Figure 10. — Effects of temperature on membrane input resistances in type II taste-bud cells. A: membrane potential vs. injected currents (V-I) at 10°C (n = 8), 15°C (n = 12), 20°C (n = 30), 25°C (n = 9), and 30°C (n = 17), obtained from steady-state voltages at the end of 500-ms current pulses in the presence of TTX to prevent firing action potential firing. B: V-I relations at 10°C and 20°C. Solid lines are linear fits. C: low membrane input resistance, obtained from linear fits to data within −80 mV to −65 mV. The low membrane input resistances (GΩ): 0.323 ± 0.090 for 10°C (n = 8, P = 0.304); 0.335 ± 0.154 for 15°C (n = 12, P = 0.219); 0.295 ± 0.063 for 20°C (n = 30); 0.321 ± 0.725 for 25°C (n = 9, P = 0.268); and 0.291 ± 0.052 for 30°C (n = 17, P = 0.861). D: high membrane input resistances, obtained from linear fits to data within −65 mV to −20 mV. High membrane input resistances (GΩ): 3.25 ± 0.36 for 10°C (n = 8, ***P < 0.0005); 2.36 ± 0.39 for 15°C (n = 12, ***P < 0.0005); 1.72 ± 0.25 for 20°C (n = 30); 1.70 ± 0.21 for 25°C (n = 9, P = 0.844); 1.85 ± 0.40 for 30°C (n = 17, P = 0.160).

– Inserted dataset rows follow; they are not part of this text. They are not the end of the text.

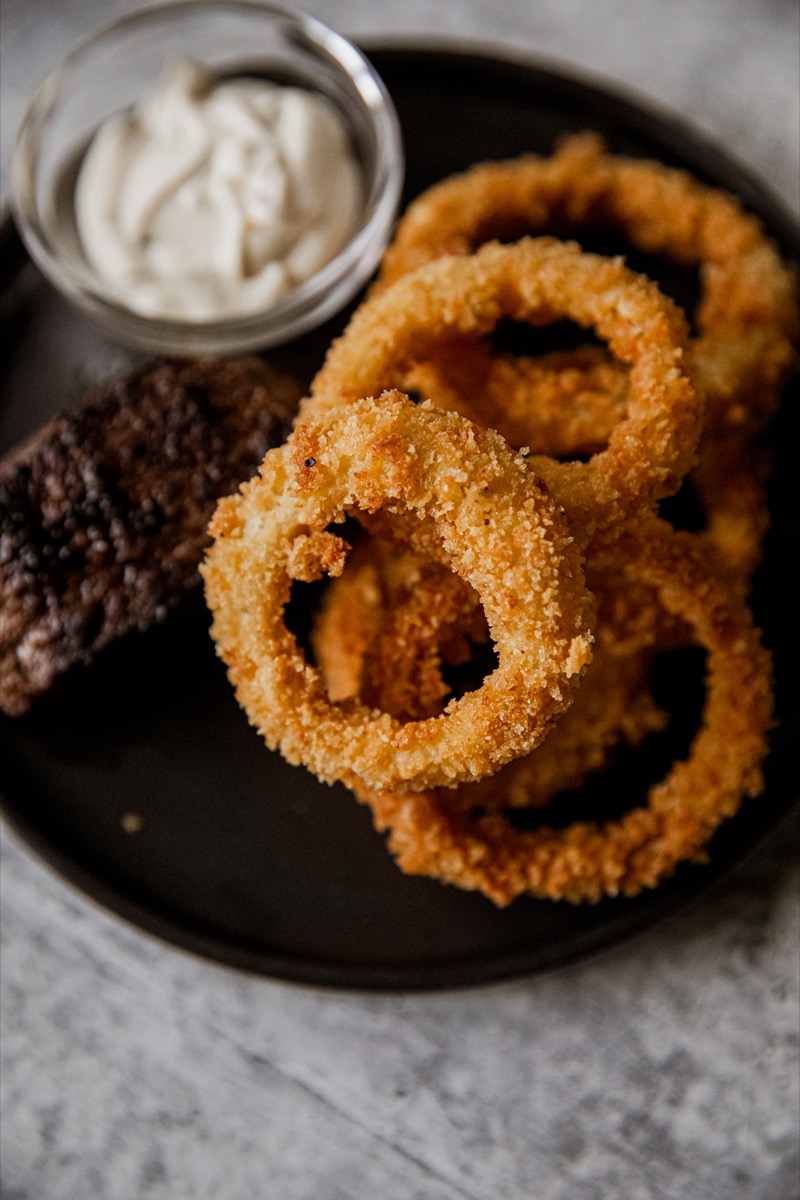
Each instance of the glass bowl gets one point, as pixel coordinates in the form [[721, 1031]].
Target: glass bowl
[[108, 71]]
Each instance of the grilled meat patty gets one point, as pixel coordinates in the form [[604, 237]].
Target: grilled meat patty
[[103, 513]]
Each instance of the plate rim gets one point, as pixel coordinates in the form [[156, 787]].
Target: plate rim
[[655, 120]]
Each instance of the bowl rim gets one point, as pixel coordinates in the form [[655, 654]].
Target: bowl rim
[[305, 306]]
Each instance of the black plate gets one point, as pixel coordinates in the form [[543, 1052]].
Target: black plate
[[240, 857]]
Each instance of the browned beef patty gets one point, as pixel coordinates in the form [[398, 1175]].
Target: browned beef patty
[[103, 513]]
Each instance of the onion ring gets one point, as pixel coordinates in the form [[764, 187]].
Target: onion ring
[[388, 623], [585, 861], [648, 453], [747, 316], [493, 526]]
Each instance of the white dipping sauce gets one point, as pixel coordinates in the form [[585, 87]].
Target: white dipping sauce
[[214, 199]]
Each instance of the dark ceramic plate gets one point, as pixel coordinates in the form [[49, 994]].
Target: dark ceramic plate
[[248, 861]]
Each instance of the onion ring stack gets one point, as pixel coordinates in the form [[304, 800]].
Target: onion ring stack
[[515, 509]]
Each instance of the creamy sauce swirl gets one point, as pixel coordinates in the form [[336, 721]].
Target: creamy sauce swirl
[[209, 201]]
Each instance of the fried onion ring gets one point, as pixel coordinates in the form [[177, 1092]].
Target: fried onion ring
[[494, 527], [584, 862], [388, 623], [536, 281], [747, 316]]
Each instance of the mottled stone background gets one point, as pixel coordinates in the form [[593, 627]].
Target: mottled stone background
[[665, 1069]]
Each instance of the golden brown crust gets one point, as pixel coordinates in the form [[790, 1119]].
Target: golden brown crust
[[585, 862], [489, 522], [539, 281]]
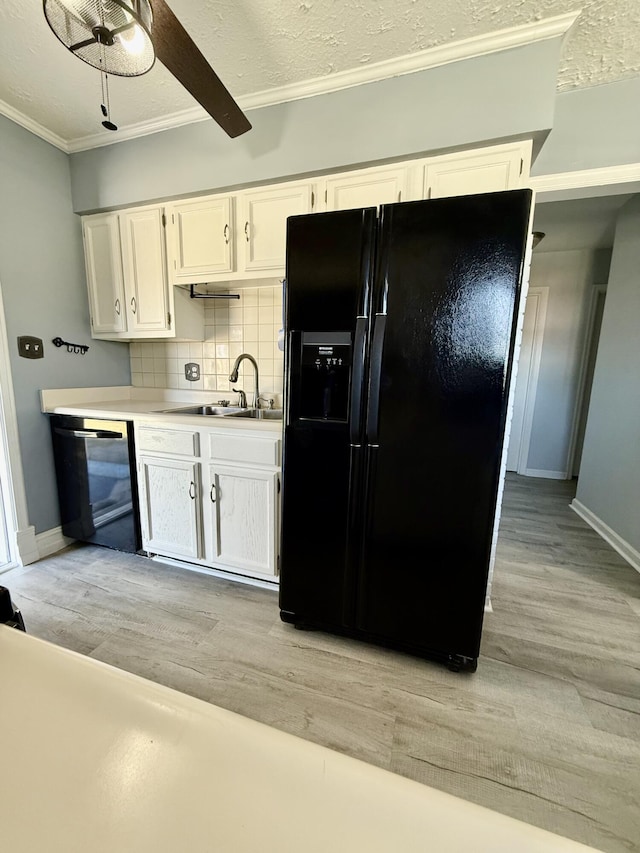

E: resting membrane potential (mV) over a range of temperatures from 10°C to 30°C: −63.5 ± 2.6 (n = 9, P =0.143) for 10°C; −65.1 ± 2.9 (n = 11, P =0.927) for 15°C; −65.1 ± 2.6 (n = 22) for 20°C; −66.7 ± 4.5 (n = 17, P =0.174) for 25°C; and −63.8 ± 2.3 (n = 15, P =0.130) for 30°C. P values were obtained from Student’s t test, compared with data at 20°C.

DISCUSSION

Temperature strongly influences the intensity of taste (1), but it remains understudied despite its physiological, hedonic, and commercial implications. Taste sensing involves the peripheral gustatory system and the somatosensory system innervating the oral cavity (60), but the relative roles of the two sensory systems in mediating thermal effects on this and other taste sensations and perceptions are poorly understood (1, 10). In type II taste-bud cells responsible for sensing sweet, bitter umami, and appetitive NaCl, TRPM5 was suggested to contribute in the gustatory system to the thermal sweet-taste sensitivity (24, 26, 27, 61). However, it was implicated based on studies in mice with TRMP5 genetically deleted (2, 27, 55), where the canonical type II cell signaling pathway was largely eliminated. In principle, because all processes in the taste bud signal transduction should have some thermal sensitivities, it is a challenge to determine which step(s) contribute most importantly. Here we have demonstrated that temperature profoundly affects type II taste-bud cell electrical excitability and voltage-gated membrane conductances. Our data reveal that temperature strongly affects action potential properties and firing, and they suggest that the thermal sensitivities of underlying voltage-gated Na⁺ and K⁺ currents in type II taste-bud cells provide a mechanism for how and whether temperature-sensitive ion channels in the peripheral gustatory system contribute to the influence of temperature on taste sensitivity and perception.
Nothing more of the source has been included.